English PEN president Maureen Freely, presenting the award earlier this evening (Sunday 10th April) at the International Publishers Congress dinner in London, said Badawi fully embodied the values and courage that the prize seeks to honour.
Badawi set up the now-closed secular website Free Saudi Liberals as a forum to facilitate political and religious debate in repressive Saudi Arabia. He is currently two years into a 10-year prison term for hosting online commentary deemed blasphemous, and has endured 50 lashes out of a sentence of 1,000.
Badawi's wife Ensaf Haidar Mohamed collected the prize of 10,000 Swiss francs (£7,300) on behalf of her husband. She said: "It's very touching, and encouraging, to see Raif's courage being recognised by the international publishing community. We will use this money to keep fighting for my husband's release and to highlight the cruel suffering of free speech advocates in Saudi Arabia."

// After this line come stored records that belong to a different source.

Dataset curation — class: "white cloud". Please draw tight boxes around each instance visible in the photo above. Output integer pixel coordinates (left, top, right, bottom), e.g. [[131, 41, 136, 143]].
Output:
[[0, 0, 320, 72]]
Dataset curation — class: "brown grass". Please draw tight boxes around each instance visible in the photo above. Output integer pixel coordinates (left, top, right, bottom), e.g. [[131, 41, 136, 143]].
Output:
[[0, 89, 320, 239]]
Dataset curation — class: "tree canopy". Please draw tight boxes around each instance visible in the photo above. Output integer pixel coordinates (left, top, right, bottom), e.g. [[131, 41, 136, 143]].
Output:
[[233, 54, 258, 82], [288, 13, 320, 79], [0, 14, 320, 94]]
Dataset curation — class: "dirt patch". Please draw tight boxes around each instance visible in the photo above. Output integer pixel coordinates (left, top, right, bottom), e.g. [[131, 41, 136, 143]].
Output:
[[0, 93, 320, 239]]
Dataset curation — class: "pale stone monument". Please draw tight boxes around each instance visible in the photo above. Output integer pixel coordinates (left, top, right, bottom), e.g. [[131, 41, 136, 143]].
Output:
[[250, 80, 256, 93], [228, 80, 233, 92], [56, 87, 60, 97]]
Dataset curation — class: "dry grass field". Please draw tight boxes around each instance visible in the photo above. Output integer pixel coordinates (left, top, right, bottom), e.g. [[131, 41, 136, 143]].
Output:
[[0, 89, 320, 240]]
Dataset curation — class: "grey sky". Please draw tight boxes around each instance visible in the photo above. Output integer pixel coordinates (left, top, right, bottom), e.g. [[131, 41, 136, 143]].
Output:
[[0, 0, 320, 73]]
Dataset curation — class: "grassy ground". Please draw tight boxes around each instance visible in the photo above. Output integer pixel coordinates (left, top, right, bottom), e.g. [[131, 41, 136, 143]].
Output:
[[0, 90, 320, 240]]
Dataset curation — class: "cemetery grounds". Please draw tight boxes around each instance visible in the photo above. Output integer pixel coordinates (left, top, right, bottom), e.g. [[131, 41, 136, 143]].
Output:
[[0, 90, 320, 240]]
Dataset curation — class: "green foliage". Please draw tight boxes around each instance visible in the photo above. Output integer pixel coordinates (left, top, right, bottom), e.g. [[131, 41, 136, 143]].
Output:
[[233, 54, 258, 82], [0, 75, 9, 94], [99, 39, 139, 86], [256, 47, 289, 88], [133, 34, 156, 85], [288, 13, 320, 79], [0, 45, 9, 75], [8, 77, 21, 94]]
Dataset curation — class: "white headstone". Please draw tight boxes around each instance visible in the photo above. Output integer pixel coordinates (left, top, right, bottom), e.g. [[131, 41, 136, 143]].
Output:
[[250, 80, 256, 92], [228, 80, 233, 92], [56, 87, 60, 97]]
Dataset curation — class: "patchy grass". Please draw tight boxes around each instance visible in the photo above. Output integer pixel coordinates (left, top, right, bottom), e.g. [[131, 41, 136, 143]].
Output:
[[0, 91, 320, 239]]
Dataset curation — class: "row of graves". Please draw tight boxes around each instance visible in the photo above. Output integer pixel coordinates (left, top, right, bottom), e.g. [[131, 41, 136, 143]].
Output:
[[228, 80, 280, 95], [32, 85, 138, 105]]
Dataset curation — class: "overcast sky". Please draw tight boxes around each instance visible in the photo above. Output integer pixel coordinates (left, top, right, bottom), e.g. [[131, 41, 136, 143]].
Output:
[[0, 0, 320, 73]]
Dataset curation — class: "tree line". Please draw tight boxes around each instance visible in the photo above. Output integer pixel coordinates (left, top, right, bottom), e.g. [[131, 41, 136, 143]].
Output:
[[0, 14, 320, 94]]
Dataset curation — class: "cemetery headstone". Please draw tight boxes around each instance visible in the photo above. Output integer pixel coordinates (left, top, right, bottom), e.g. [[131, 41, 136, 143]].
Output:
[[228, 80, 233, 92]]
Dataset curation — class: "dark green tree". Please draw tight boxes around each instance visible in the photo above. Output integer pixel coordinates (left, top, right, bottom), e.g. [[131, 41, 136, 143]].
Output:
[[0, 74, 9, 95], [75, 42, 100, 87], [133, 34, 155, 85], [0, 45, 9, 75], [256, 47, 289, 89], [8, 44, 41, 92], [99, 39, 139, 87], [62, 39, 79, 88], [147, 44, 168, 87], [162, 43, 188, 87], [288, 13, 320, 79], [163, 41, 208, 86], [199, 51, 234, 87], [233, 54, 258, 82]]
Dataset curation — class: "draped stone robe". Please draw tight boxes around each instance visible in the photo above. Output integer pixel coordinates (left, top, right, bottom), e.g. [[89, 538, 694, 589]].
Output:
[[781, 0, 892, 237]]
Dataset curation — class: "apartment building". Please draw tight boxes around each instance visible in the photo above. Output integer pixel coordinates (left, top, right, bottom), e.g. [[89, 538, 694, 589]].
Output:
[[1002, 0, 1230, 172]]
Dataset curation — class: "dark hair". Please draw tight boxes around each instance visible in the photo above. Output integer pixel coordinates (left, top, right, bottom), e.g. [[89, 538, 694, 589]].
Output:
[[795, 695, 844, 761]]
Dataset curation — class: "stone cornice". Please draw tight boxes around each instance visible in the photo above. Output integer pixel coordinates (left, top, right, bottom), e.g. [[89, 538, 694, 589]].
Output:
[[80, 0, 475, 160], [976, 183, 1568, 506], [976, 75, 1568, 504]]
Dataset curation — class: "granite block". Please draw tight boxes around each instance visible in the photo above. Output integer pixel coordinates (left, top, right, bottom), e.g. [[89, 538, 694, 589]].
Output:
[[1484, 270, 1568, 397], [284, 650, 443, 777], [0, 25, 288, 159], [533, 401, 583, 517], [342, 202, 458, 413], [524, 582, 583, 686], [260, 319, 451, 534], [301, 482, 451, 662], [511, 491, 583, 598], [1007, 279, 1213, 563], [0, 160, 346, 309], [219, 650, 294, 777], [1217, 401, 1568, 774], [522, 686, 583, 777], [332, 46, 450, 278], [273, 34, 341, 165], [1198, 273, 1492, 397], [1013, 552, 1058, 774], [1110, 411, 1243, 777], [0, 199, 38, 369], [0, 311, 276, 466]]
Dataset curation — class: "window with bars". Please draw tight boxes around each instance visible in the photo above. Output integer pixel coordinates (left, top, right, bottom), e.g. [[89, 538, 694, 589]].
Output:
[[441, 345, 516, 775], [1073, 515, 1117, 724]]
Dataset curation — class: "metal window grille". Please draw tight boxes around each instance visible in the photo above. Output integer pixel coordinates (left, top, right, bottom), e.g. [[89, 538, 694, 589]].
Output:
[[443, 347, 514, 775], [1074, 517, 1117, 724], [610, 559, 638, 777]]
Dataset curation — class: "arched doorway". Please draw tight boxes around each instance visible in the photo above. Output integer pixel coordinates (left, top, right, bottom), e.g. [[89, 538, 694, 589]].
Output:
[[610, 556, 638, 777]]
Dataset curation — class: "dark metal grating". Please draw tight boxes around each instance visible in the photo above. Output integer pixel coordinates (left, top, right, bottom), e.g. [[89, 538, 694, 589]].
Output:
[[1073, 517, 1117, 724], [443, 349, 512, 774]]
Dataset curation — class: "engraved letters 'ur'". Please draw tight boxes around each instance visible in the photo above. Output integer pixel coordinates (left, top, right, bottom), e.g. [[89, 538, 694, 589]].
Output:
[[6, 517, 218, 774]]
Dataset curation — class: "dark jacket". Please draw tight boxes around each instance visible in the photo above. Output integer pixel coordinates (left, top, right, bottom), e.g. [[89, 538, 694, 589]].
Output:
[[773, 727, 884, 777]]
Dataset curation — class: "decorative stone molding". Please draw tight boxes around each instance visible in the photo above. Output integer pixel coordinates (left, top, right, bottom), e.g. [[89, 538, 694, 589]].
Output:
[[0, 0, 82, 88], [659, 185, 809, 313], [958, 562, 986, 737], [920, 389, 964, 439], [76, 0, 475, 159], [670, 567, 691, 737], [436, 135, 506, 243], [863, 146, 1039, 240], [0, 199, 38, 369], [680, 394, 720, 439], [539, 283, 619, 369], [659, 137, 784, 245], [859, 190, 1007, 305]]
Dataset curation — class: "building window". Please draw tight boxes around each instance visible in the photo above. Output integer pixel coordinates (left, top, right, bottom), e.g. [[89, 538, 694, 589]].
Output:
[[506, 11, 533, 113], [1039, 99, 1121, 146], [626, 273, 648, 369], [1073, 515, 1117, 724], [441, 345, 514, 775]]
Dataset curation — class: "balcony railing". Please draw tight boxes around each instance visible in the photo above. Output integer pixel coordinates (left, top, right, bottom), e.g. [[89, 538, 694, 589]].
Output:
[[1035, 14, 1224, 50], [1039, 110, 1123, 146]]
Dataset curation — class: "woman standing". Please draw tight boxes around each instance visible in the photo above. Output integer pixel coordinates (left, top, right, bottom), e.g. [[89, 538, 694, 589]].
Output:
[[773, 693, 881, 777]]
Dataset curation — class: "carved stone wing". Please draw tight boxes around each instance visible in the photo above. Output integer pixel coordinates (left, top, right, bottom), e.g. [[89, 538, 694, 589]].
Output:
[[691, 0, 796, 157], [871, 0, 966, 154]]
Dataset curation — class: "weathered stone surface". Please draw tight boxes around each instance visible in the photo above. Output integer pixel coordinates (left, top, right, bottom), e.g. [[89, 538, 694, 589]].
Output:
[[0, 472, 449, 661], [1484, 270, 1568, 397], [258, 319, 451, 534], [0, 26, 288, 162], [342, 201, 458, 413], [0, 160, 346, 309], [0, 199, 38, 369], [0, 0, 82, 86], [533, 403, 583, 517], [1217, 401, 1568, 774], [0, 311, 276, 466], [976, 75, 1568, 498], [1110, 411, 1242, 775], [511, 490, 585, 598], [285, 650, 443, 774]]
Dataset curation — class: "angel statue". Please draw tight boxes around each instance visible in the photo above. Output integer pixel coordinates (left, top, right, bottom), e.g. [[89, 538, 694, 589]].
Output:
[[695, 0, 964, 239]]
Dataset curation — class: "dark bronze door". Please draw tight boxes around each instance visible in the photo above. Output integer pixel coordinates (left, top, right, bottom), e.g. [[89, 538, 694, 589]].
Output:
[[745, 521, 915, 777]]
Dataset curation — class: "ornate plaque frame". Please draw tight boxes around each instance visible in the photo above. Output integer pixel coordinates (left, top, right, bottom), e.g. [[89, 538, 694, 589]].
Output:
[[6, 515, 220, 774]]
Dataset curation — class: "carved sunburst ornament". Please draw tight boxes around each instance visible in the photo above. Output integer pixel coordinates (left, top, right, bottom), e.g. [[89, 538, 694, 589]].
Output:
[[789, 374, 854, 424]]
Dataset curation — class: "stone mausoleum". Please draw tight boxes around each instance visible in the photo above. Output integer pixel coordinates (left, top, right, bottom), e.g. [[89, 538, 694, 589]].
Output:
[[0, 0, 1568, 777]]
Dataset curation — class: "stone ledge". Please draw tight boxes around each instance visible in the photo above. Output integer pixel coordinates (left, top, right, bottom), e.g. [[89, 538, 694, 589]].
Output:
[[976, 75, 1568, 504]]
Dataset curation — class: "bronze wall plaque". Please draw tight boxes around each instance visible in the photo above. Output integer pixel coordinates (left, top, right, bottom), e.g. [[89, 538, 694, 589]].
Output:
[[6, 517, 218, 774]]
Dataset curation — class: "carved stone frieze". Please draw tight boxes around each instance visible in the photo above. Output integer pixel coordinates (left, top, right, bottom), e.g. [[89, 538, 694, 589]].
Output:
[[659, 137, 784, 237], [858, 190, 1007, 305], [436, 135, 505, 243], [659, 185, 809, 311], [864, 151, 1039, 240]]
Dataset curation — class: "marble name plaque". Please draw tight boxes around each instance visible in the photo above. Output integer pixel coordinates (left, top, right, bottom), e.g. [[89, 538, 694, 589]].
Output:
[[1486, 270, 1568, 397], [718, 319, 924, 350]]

Maureen Freely presents Raif Badawi's award to his wife Ensaf Haidar Mohamed
Ola Wallin, chair of the IPA Freedom to Publish Committee, said: "We had many deserving candidates this year, but clearly Raif's disgraceful ongoing punishment and the extreme risk he ran to express his ideas – and those of other free thinkers – caught the imagination of the IPA's Freedom to Publish Committee." IPA president Richard Charkin added: "The worldwide publishing community will continue to highlight the plight of oppressed publishers and writers like Raif. If we don't, unscrupulous regimes everywhere will only tighten their grip further."
Saudi Arabia was voted a full member of the IPA at the last Frankfurt Book Fair, amidst mixed opinions from the IPA membership.
The Freedom to Publish prize was created in 2005 to honour a person or organization that has made an important contribution to the defence and promotion of that freedom. This year it has been renamed the IPA Prix Voltaire, in tribute to the French philosopher and writer who preached a doctrine of tolerance and free expression. In the 1750s, Voltaire lived in Geneva, Switzerland, where the IPA is based.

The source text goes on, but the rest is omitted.